However, this contrasts with the Normie perception of the tank, which is an impenetrable bulwark of steel that cannot be stopped.
Yeah, tanks have always been vulnerable to breakdowns, mines, deep trenches, concrete barriers, artillery fire, and infantry disabling their tracks:
In WW2, the Allies and Axis powers lost tens of thousands of tanks, in the Soviet Union's case they lost approximately 75% of all the tanks they had during the war.
Western militaries have kinda gotten the idea, probably from the illusory Gulf War turkey shoot and the perverse incentives built into the Western MIC, that modern MBTs are something like high tech fighter jets. Something you can expect to inflict lopsided losses on the enemy while barely taking a scratch itself.
But in a peer level war, tanks (and high tech fighter jets, and warships, and every other type of fighting machine) are consumables.
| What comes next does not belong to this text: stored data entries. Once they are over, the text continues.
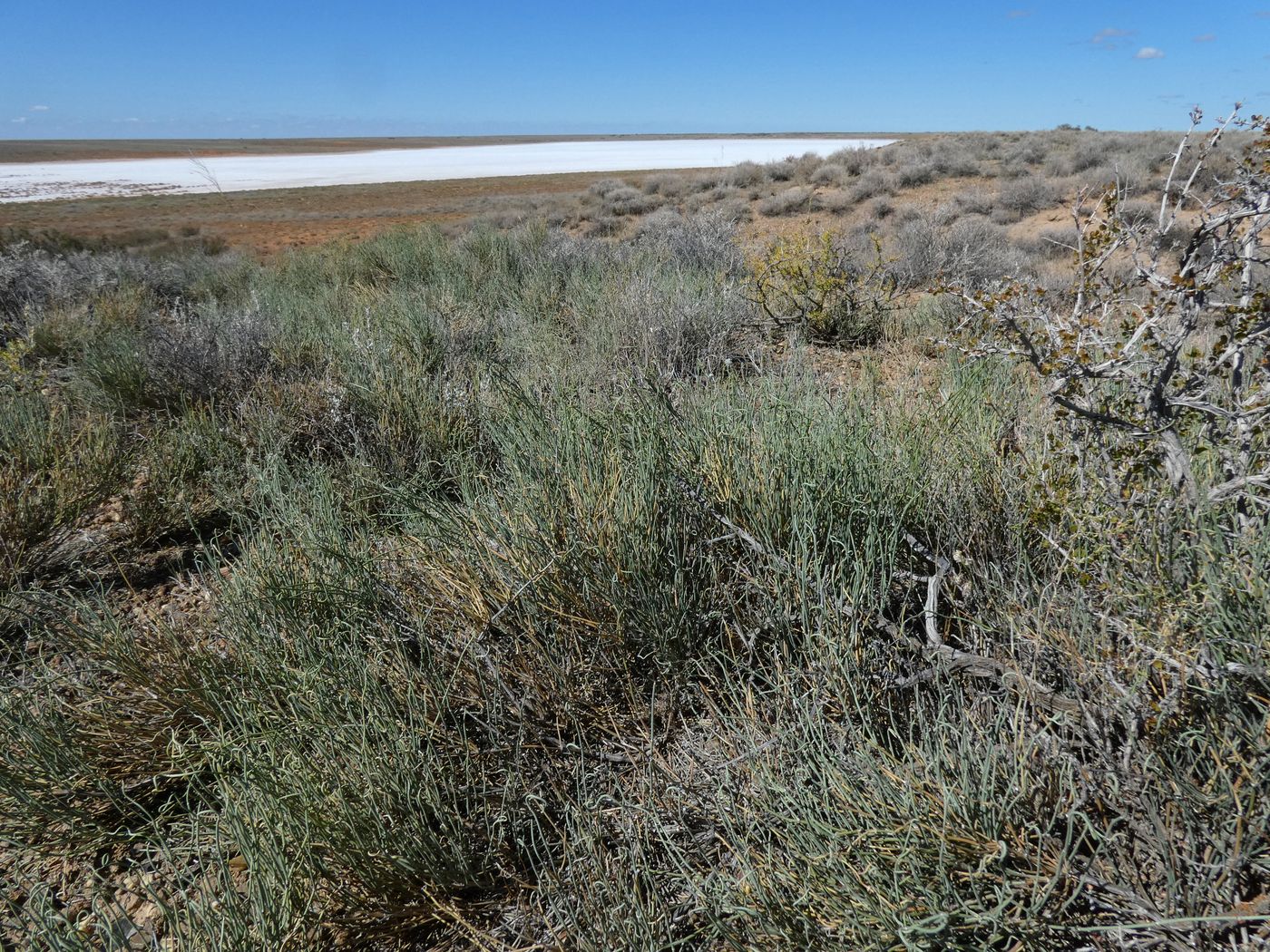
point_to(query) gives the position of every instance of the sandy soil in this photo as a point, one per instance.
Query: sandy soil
(84, 149)
(27, 181)
(267, 222)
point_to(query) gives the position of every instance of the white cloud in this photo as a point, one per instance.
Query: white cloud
(1110, 37)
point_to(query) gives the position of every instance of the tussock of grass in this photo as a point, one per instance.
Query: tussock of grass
(523, 600)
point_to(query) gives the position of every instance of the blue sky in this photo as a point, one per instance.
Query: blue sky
(277, 67)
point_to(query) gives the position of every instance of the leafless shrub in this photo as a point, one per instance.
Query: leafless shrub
(781, 170)
(872, 184)
(669, 186)
(791, 200)
(829, 174)
(606, 187)
(971, 250)
(975, 200)
(630, 200)
(1028, 194)
(834, 202)
(746, 175)
(1161, 370)
(882, 209)
(913, 174)
(705, 241)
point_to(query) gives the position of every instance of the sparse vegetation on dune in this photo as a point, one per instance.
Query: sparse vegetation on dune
(660, 589)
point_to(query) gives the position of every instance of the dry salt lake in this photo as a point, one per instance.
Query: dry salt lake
(34, 181)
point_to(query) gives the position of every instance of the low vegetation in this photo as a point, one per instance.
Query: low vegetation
(662, 587)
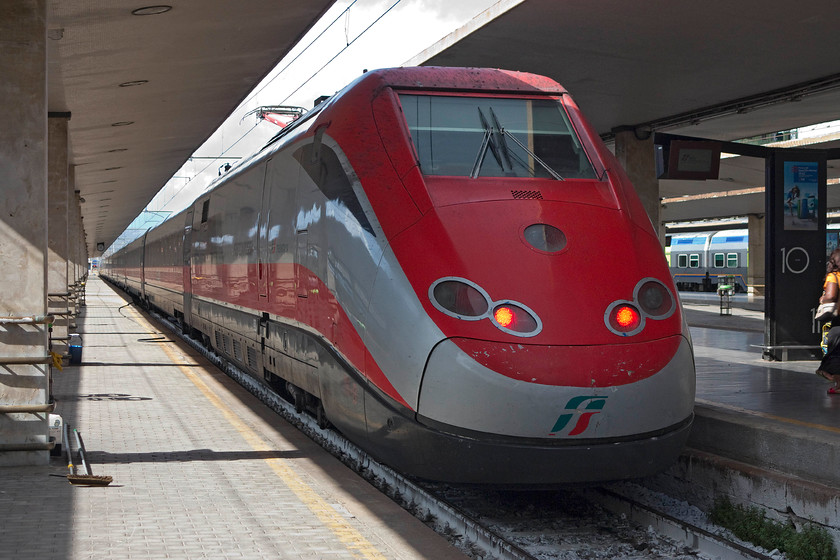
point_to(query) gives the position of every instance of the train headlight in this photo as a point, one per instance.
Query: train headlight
(655, 299)
(462, 299)
(459, 298)
(651, 300)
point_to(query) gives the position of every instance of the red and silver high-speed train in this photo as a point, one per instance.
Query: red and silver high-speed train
(450, 266)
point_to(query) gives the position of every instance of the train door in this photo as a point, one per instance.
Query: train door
(143, 267)
(263, 268)
(187, 267)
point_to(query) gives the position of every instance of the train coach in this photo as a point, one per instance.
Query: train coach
(449, 267)
(699, 260)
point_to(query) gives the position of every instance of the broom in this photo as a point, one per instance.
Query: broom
(86, 479)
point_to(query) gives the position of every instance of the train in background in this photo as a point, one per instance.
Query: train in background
(424, 262)
(700, 260)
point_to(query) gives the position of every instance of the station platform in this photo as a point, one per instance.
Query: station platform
(200, 468)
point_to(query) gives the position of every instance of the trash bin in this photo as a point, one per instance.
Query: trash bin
(75, 349)
(725, 292)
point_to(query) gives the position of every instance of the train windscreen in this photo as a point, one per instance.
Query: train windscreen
(494, 137)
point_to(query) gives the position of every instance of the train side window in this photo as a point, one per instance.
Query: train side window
(732, 260)
(694, 261)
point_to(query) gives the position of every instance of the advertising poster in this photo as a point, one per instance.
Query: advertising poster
(801, 198)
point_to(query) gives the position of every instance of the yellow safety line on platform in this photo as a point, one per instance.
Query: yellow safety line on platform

They're going to be damaged and destroyed by enemy action, so the side that can manufacture and repair more war machines, more quickly than its enemies, will probably win the war.
What the Ukraine war is teaching us is that NATO has gotten its strategy completely wrong and Russia got it right. Small quantities of complex and highly expensive bespoke systems are not enough to win a conventional war with a near-peer enemy. You need huge quantities of good-enough weapons and armor that you can afford to churn out in bulk, and plenty of men to fight in them. The factories back home are equally as important as the men at the front, and having massive stockpiles of weapons and munitions at the outbreak of war is essential if you don't want to quickly run into shortages.
BTW although tanks are now more vulnerable than ever, they're still irreplaceable battlefield assets. The drone menace hasn't made them obsolete, but it does mean every serious military on the planet will be urgently looking at better ways to detect and kill drones. The tanks of WW3 will fight in concert with their own drone swarms, and with good enough AI and autoloaders, they won't need men inside them.
What happens when consumer grade AI is good enough to allow any weapon that has a camera attached to independently identify and attack the enemy, without human input? That means you can set up automated turrets, robotic sniper nests, and finally, the death robots we've always wanted.